Disclaimer: I do not read comics or care about super hero movies or shows in general, and had never heard of Jessica Jones before this show.
Jessica Jones is another brilliant Netflix original. It’s a dark, exciting, interesting show about a private investigator with a painful past, and a sociopath who can control minds.
But–it’s actually about a woman who’s parents were killed in a car crash when she was young, who grew up in a foster home, who has never been close to anyone but her foster sister in her whole life, and constantly alienates herself from anyone she meets. And a man who holds onto a grudge from his childhood like it’s a life preserver and uses people like objects, living in a delusional world where they want him to do what he’s doing to them and where they like or even love him.
It’s a show about people, not powers. About characters, not costumes.
In fact, there are no costumes in the show. No ridiculous, forced reasoning for why the character would wear a costume, no awkward, forced ‘gee what should my super name be?’ scene, except a humorous one where Jessica is rolling her eyes at the entire idea. Even the villain, ‘Kilgrave’ gets mocked for his pseudonym. (Come on, kill grave? Why not murdercorpse?)

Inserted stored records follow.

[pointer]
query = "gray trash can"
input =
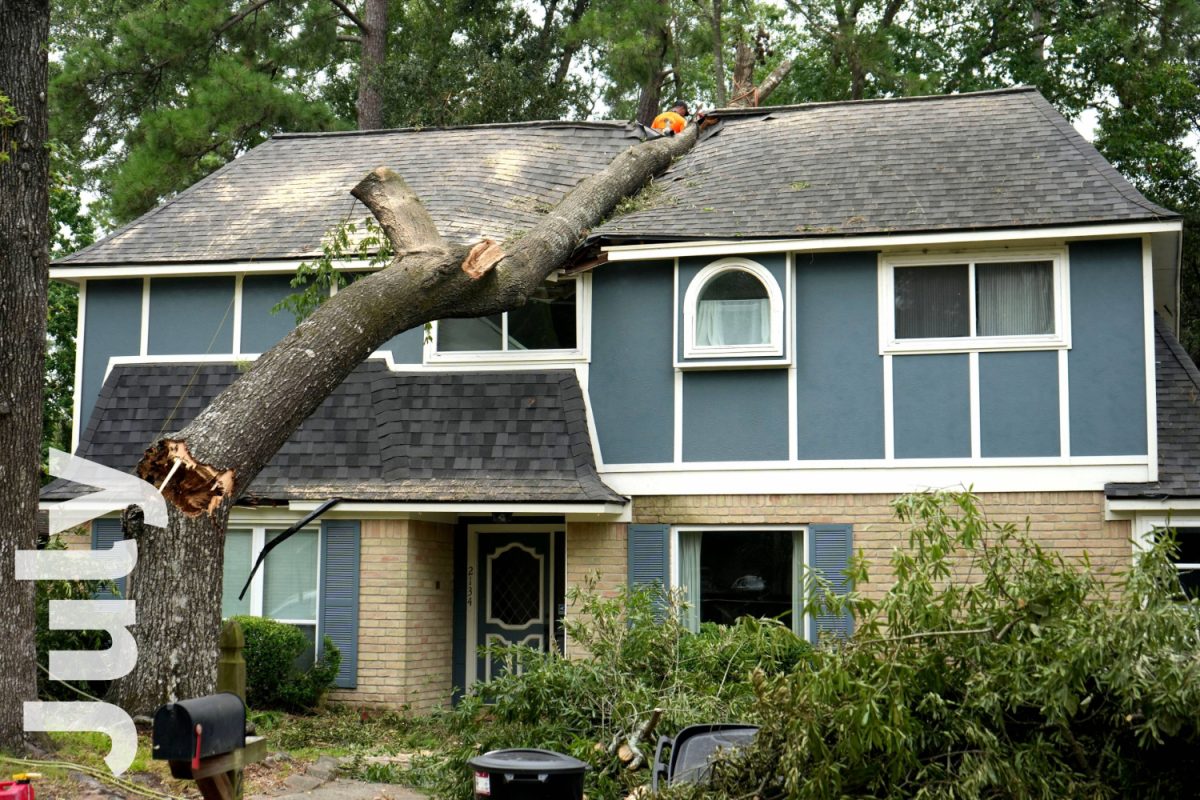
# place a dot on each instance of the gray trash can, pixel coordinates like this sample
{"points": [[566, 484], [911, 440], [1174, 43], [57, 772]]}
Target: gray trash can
{"points": [[528, 775]]}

And guess what? In a shocking and refreshing twist, Jessica is not a piece of flesh, but a human woman who wears clothing that human women wear! There is not one scene with cleavage or leg. There is no forced excuses for her to get into a swimsuit or dress up in some lingerie to go ‘undercover’ or whatever, and again, no ridiculous costume (which is always 10 times more ridiculous for woman heroes).
And when I call Jessica a ‘hero’, I suppose I should just say protagonist. Because, although she can be said to be heroic, she is not a ‘hero’ in the way the word has come to mean in these blockbuster comic movies. She is not trying to save the world. She is trying to save herself, and the few people she cares about. In fact, that the world is not at stake is another refreshing difference in this show. The story stays focused on the characters and their immediate surroundings. It’s not ‘if I don’t stop Kilgrave, he’ll destroy the world!’ it’s ‘If I don’t stop Kilgrave, he’ll torture and kill me and my friends.’ Which is way more identifiable and scary.

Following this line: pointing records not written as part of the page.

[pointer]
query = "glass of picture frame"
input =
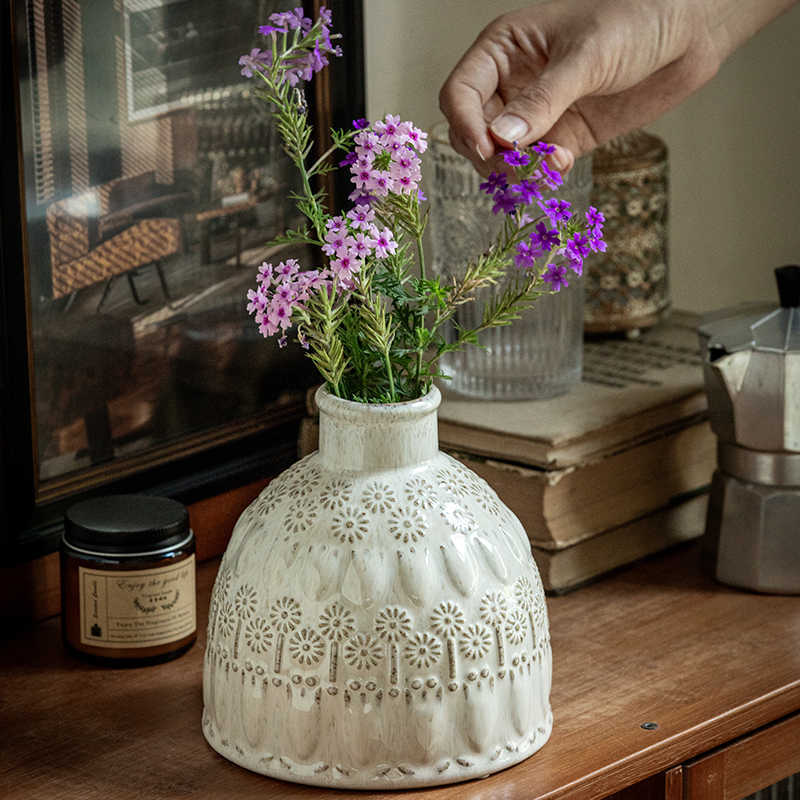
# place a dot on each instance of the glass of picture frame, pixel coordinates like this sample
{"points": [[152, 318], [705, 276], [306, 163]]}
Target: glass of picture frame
{"points": [[151, 183]]}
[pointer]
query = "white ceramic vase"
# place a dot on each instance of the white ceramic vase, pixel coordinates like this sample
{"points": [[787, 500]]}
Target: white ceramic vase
{"points": [[378, 620]]}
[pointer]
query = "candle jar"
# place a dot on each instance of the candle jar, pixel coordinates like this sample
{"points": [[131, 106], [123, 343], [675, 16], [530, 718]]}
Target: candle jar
{"points": [[128, 580]]}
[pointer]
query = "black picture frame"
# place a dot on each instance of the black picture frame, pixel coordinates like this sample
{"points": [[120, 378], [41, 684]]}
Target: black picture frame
{"points": [[31, 527]]}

I can just imagine, if this was made into one of those movies we see in the theaters every six months these days, Kilgrave would be waltzing into the White house, and making the president get on his knees, then the camera would pan out dramatically while he laughs a villain’s laugh. Instead we get a brilliant, human performance–a disturbing, damaged human, yes, but not a caricature. Not a mustache twirling cliche.
David Tennant as the villain in this is amazing. I was worried he would be too likable, but no, he is not in the least. He is a creepy, yet believable person. Because the way he talks and the things he says are all too familiar, from rapists, rape apologists, and other abusers and manipulators in our society today. But beneath it all you can see that he is a frightened child throwing a fit when he can’t have what he wants, and such power in the hands of a person like that, is nothing short of terrifying.
There is so much good about this show, I just can’t recommend it enough. It is an adult show, so don’t let the Marvel logo fool you. It is all adult themes, and there is some gruesome violence. But the story too is adult. In that it is developed and mature and thoughtful and deep and interesting and poignant and all the things so many of these flash-bang comic movies and shows are not.